14 Sep 2015

El Niño drought looms for cyclone-hit Vanuatu

8:32 am on 14 September 2015

In Vanuatu, six months after Cyclone Pam devastated the country, there are fears an El Niño-linked drought could create major food shortages.

Cyclone Pam destroyed homes and crops, but in a sign of recovery, uprooted trees are sprouting leaves again.

Uprooted trees are sprouting leaves again but there are fears of food shortages as the cyclone season approaches. Photo: RNZ / Veronika Meduna

Almost the entire Pacific region is preparing for what climate forecasters say could be one of the worst El Niño events since the late 1990s.

The aid organisation CARE Australia says in the country's south, staple food crops have failed to fully recover after the cyclone due to limited water supplies, sea water damage and dry conditions.

Its Vanuatu program manager Charlie Damon says people are starting to feel concerned about not having enough food.

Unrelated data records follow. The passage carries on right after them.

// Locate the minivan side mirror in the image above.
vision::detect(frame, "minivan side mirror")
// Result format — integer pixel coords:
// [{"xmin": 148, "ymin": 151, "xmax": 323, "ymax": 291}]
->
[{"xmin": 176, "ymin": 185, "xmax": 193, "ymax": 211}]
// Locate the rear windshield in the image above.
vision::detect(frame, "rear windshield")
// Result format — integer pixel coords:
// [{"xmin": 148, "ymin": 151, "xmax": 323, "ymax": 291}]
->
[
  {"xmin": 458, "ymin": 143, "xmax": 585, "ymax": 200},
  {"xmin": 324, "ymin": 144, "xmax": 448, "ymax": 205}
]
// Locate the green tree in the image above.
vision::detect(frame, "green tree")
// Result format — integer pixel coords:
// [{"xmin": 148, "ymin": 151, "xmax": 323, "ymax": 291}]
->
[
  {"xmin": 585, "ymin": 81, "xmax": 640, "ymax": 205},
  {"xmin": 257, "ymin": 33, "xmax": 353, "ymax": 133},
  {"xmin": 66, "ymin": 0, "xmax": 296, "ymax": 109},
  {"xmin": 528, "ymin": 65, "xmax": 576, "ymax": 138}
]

"We were distributing seeds so that people could start to grow their own crops, however for reasons including unpredictable weather, these crops have failed. And so what we are preparing ourselves for is another situation where food security is a problem, where households do not have enough food. And we've already heard stories of children not being able to go to school because they haven't got enough food."

Ms Damon says the cyclone season, which begins in October, could further exacerbate the situation.